In practice, each point measurement contains random errors, due both to instrumental inaccuracy and to physical phenomena with time and spatial scales smaller than two neighboring measurements. Unfortunately, these ``random'' errors are often non-gaussian, violating a central assumption of estimation theory that data contain gaussian-distributed error. In the context of Galilee, the ship's pre-GPS radio location system often mis-positioned depth soundings on the earth's surface. The erroneous measurements are easily identified as spikes in locations where the true sea floor is nearly flat, but not where the sea floor dips steeply. Even more crucially, however, these data also contain systematic error, which I define as error which varies slowly-in time and space-over a single track of measurements. Causes may include tidal shifts, instrumental drift, and wind-induced bulging of the lake's surface.

Claerbout (1999) cast the translation of irregular point data into a regular gridded map as an ``inverse interpolation'' problem. The simplest 2-D formulation of this problem is sensitive both to non-gaussian and systematic errors as noted by Fomel and Claerbout (1995). To overcome both difficulties, they included a composite residual weighting operator consisting of: 1) diagonal weight estimated via Iteratively Reweighted Least Squares (IRLS) Guitton (2000); Nichols (1994) to handle non-gaussian noise, and 2) a finite-difference first derivative operator to suppress correlated components of the residual. A similar technique was applied successfully to process a Geosat dataset with similar errors by Ecker and Berlioux (1995).

While Fomel and Claerbout's 1995 approach suppresses both acquisition footprint and non-gaussian noise, the authors note a loss of resolution in the final map of Galilee, relative to the simple inverse interpolation result. As noted by Claerbout (1999), when the systematic error varies from one acquisition track to another, a bank of prediction error filters, one for each acquisition track, makes a far better residual decorrelator.

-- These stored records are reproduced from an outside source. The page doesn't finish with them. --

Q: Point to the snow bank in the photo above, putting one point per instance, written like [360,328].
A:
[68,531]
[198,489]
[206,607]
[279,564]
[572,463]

Karpushin and Brown (2001) implement this approach and report good suppression of acquisition footprint, with preservation of underlying bathymetric features.

In this paper, I take a somewhat different tack to the problem. I measure the difference in measured sea floor depth at ``crossing points'', or points in space where two acquisition tracks nearly cross. I then solve a least squares missing data problem to estimate the systematic error at all points between the crossing points, subtract the estimated systematic error from the original data, and use the simple inverse interpolation methodology of Claerbout (1999), supplemented with IRLS diagonal residual weights to suppress spikes, in order to make a final map. My approach generates maps of Galilee's seafloor which are generally free of acquisition footprint, and which also exhibit excellent preservation of subsea geologic features. Furthermore, my new approach visibly unbiases the residual, proving that the result is optimal from the standpoint of estimation theory.